Shifting dynamics in the student housing world, involving changes in University policy requiring more and more students to live on campus, filtered down into the world of vacation rentals at the Nov. 27 City Council meeting, as two applicants sought permission to rent units to either long-term tenants or short-term vacation rental tenants.
In past years the properties likely would have rented units to students only. “We have two different requests for vacation rental licenses and in both cases these are multi-family properties that are not owner-occupied,” said Alderman Eleanor Revelle, 7th Ward. “Should we allow vacation rental that are not owner occupied, and, if so, should we limit the number of days per year” they are open for short term rental? she asked.
The City passed an ordinance requiring all property owners who wish to offer rooms or unit on a short-term basis to apply for a “vacation rental” license. Licenses are good for one year and must be renewed annually, so if a vacation rental causes a problem for the neighborhood or the City, the renewal could be denied by the City.
The measure was passed, in part, in response to a controversial property near Ryan Field that rented to football fans on Northwestern football weekends. Both applicants referenced on-campus events, like football games, as one of the reasons they sought vacation rental licenses.
“Denver has legislated against allowing vacation rental in places where the owner does not reside,” said Alderman Ann Rainey, 8th Ward. She referred the matter to the City’s Rules Committee for further study, but the Planning and Development Committee voted to consider these two applications before any changes to the licensing requirements, if any, were made.
Ald. Rainey also proposed a moratorium on any additional licenses to non-owner occupied “investment properties until we can figure out what to do about it.” The moratorium was also referred to the Rules Committee for consideration.
“A moratorium might be appropriate [but] I don’t think we should deny these,” said Alderman Melissa Wynne, 3rd Ward.
“It is important to tell the applicants the license is good for one year,” said Alderman Judy Fiske, 1st Ward. The renewal might be denied the next year because of changes to City policy, she said.
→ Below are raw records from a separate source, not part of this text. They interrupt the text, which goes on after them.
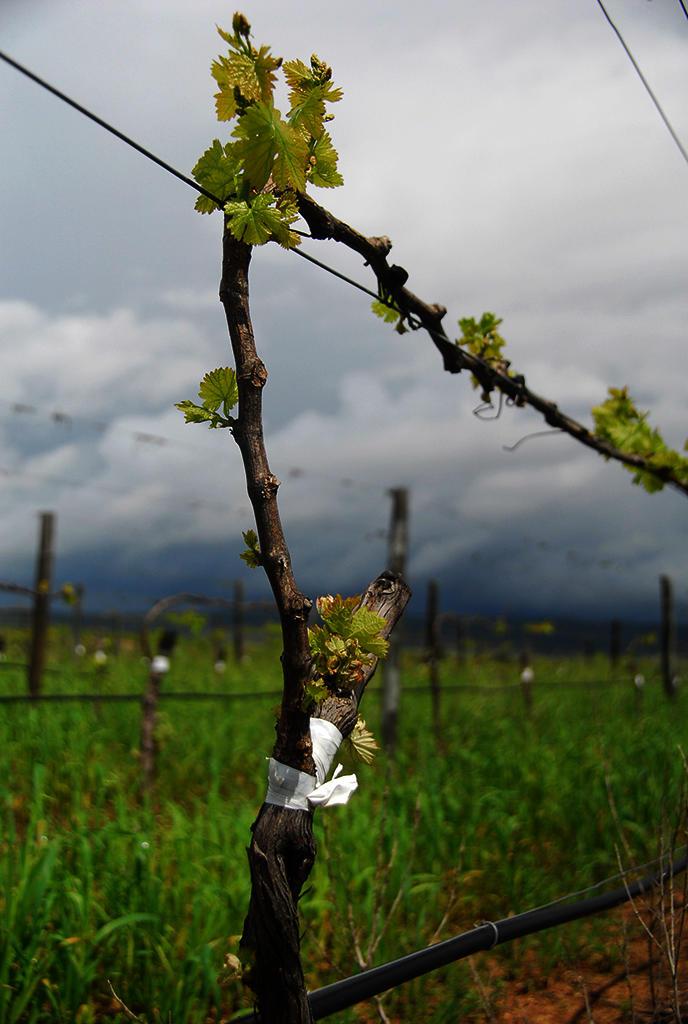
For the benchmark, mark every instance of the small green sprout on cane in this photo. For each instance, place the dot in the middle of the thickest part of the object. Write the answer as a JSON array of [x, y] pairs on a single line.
[[218, 388], [342, 650], [619, 422], [252, 555]]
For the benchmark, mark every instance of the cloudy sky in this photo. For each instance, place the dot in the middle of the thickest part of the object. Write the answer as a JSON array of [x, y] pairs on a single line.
[[515, 160]]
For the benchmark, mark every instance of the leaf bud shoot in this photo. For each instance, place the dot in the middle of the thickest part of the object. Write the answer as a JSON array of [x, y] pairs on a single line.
[[241, 25]]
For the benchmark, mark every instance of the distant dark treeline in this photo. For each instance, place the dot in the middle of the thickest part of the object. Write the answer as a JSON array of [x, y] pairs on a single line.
[[467, 634]]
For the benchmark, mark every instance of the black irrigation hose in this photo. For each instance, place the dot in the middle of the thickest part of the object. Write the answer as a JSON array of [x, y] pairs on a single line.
[[345, 993]]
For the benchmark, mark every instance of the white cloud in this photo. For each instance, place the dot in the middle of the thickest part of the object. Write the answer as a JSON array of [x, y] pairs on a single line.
[[512, 156]]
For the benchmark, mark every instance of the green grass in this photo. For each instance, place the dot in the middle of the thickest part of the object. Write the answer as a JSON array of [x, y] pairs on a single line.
[[510, 812]]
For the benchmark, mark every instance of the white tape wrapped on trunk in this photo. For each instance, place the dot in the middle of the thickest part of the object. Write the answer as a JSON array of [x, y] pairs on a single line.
[[296, 790]]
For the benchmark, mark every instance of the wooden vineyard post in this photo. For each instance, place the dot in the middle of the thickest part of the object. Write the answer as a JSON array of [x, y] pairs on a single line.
[[433, 652], [526, 678], [668, 636], [41, 610], [238, 622], [460, 639], [398, 541], [614, 643], [77, 615], [160, 666]]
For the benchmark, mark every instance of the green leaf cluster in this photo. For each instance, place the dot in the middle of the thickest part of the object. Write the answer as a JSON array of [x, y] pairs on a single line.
[[68, 592], [361, 742], [270, 158], [482, 339], [252, 555], [347, 643], [218, 388], [620, 423], [387, 310]]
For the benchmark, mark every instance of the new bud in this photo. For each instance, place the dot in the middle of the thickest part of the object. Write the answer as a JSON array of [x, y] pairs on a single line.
[[241, 25]]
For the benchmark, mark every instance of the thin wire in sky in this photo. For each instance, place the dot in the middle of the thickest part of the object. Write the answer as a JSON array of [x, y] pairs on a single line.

The applicants for the two properties—1914 Jackson Ave. and 1026 Garnett Pl. – both said they wanted flexibility to enter into either long-term or short-term vacation rentals. “What we’re seeking is to have the option to respond to market conditions,” said Robert Taylor, a California resident who owns the Garnett property.
He said in past years he rented his three-flat to students, but he had trouble during summer months. The idea, as described, would be to use summer months as vacation rental for parents bringing prospective students to Northwestern for campus visits.
Mr. Taylor was not willing to be tied down, though. “No, I am not making my request contingent upon” renting to students during the school year under nine-month leases and vacation rentals during the summer months. He said such a requirement would “not be fair or reasonable.”
At the Planning and Development Committee meeting, held just before the City Council meeting, Ald. Fiske voted “No,” but the measures both passed on the consent agenda at full Council. It is clear Northwestern’s on-campus housing policy is already impacting the Evanston rental market – vacation rental applications are just one aspect of the impact. More changes are coming.
“One other caution,” said Ald. Fiske. “As students – sophomores —move onto campus, the neighborhood is going to change.” She said neighbors were concerned that former off-campus student houses would be “rented out as party houses,” and said the City “needs to talk about it.”